O próximo Plano Safra deverá sinalizar uma transformação significativa no crédito rural no Brasil, com um aumento da participação do mercado financeiro e das cooperativas, em um cenário marcado por altas taxas de juros e restrições fiscais.
Especialistas da equipe econômica que participa da elaboração do programa projetam que o crédito público terá um crescimento limitado, o que poderá favorecer a adoção de veículos financeiros privados para o financiamento rural.
✨ A abertura do modelo de distribuição dos recursos do Plano Safra, permitindo a concorrência entre 25 instituições, resultou na queda do spread de 4,81% para 2,90%.
Essa mudança teve impacto significativo na entrada em massa das cooperativas de crédito, como Sicredi, Sicoob e Cresol. A Cresol, por exemplo, viu seus ativos saltarem de menos de R$ 10 bilhões para mais de R$ 50 bilhões em um curto espaço de tempo, um crescimento que foi monitorado pelo governo.
O sucesso das cooperativas pode ser atribuído a um atendimento mais personalizado e acompanhamento mais próximo dos produtores, permitindo renegociações efetivas antes que se tornem um problema. Isso contrasta fortemente com a experiência de grandes bancos, como a Caixa, que enfrentou uma taxa de inadimplência de até 30% devido à concessão precipitada de crédito.

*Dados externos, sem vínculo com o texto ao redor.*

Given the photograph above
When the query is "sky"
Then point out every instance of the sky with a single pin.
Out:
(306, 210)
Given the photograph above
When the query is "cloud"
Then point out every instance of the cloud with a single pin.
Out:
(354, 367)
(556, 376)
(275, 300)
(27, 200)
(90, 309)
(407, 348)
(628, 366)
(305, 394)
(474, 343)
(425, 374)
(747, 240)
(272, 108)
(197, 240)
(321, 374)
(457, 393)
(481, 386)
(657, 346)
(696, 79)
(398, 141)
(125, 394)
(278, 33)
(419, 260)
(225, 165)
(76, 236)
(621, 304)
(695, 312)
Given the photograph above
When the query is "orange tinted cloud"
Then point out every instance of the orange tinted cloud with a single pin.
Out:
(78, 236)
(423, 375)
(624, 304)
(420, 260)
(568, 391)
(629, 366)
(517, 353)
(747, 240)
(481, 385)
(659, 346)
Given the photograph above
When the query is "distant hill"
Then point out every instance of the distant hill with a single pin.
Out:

Os bancos privados também se tornaram mais cautelosos, especialmente após a Resolução 4.966 do Banco Central, que exigiu um reconhecimento antecipado das perdas nas carteiras de crédito, levando a um ajuste rigoroso nas finanças.
Esse cenário se agrava com o aumento das dívidas, especialmente entre os grandes produtores, e a onda de recuperações judiciais que dificultou ainda mais o acesso ao crédito. Esta situação reforçou o papel do mercado de capitais no financiamento do agronegócio, que se manteve em torno de R$ 1,4 trilhões em março, com variações modestas em relação ao mês anterior.
Dados do Financiamento Agrícola
Os principais instrumentos financeiros manifestam crescimento contínuo: a Cédula de Produto Rural (CPR) cresceu 17% em um ano, enquanto a Letra de Crédito do Agronegócio (LCA) aumentou 6%, e os Certificados de Recebíveis do Agronegócio (CRA) avançaram 15%.
As cooperativas entram nas discussões do próximo Plano Safra com uma proposta audaciosa, solicitando R$ 674 bilhões para a safra 2026/2027, o que representaria um aumento em relação aos R$ 594 bilhões da safra anterior. Este montante incluirá investimentos em custeio, comercialização e agroindustrialização.
O principal desafio será equilibrar esse aumento com a taxa Selic elevada, buscando ampliar o volume total de recursos disponíveis sem que haja um aumento proporcional nos gastos públicos. Técnicos apontam que o crescimento do programa deverá ser moderado, alinhado à correção da inflação, continuando a transição para um sistema mais descentralizado e competitivo.